In February last year, the provident fund surprised many by declaring a dividend of 6.15%. This commendable performance came despite the local stock market reeling from the changes in government policy post-the May 2018 election and a trade war between China and the United States.
The EPF’s performance last year is said to be helped by a change in accounting rules, which allowed for the provident fund to have some leeway in providing for impairments in the value of its investments.
It is learnt that had the EPF fully provided for the impairments in value of its investments, the dividends would be below 6%.
So, what would the dividend be like this year? Would it be below the 6% mark? Would is be closer to 5% or between 5.5% and 6%?

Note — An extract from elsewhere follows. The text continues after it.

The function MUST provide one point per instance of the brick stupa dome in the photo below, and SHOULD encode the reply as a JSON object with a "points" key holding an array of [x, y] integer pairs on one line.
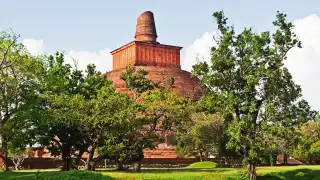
{"points": [[161, 61]]}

So far, everything points to the EPF likely declaring a dividend of less than 6% unless it has invested heavily in the US stock market that is going into its 11th year of a bull run.

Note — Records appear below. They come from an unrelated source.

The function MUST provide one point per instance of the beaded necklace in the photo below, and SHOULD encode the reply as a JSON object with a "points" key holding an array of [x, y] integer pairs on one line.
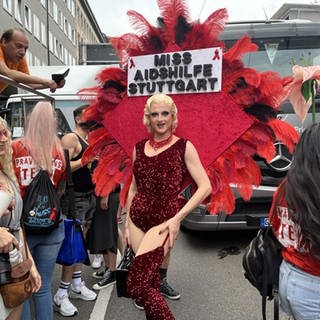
{"points": [[159, 144]]}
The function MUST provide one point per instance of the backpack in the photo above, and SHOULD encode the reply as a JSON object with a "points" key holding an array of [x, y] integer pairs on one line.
{"points": [[261, 262], [41, 205]]}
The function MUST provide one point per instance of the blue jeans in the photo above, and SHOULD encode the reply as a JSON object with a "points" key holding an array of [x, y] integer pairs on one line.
{"points": [[299, 293], [44, 249]]}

For every 1% dividend, the EPF would need about RM9bil, based on the number of contributors it has.
For the first nine months of last year, the EPF registered a gross investment income of about RM35bil. Assuming it ended the year with a gross investment income of RM50bil, it should be able to comfortably declare a dividend of about 5.6%.
However, should it have kept some `reserves’ last year, taking into account the leaner accounting standards for provisioning of diminution in value of investments, the EPF may just be able to spring a surprise by declaring a higher rate than the mid-5% range.
The year 2019 was tough for the equities market except for the US, which continues to amaze. The Dow Jones Industrial Average (DJIA) has been having a fantastic bull run since 2009, hitting a high of 29,379 on Feb 6.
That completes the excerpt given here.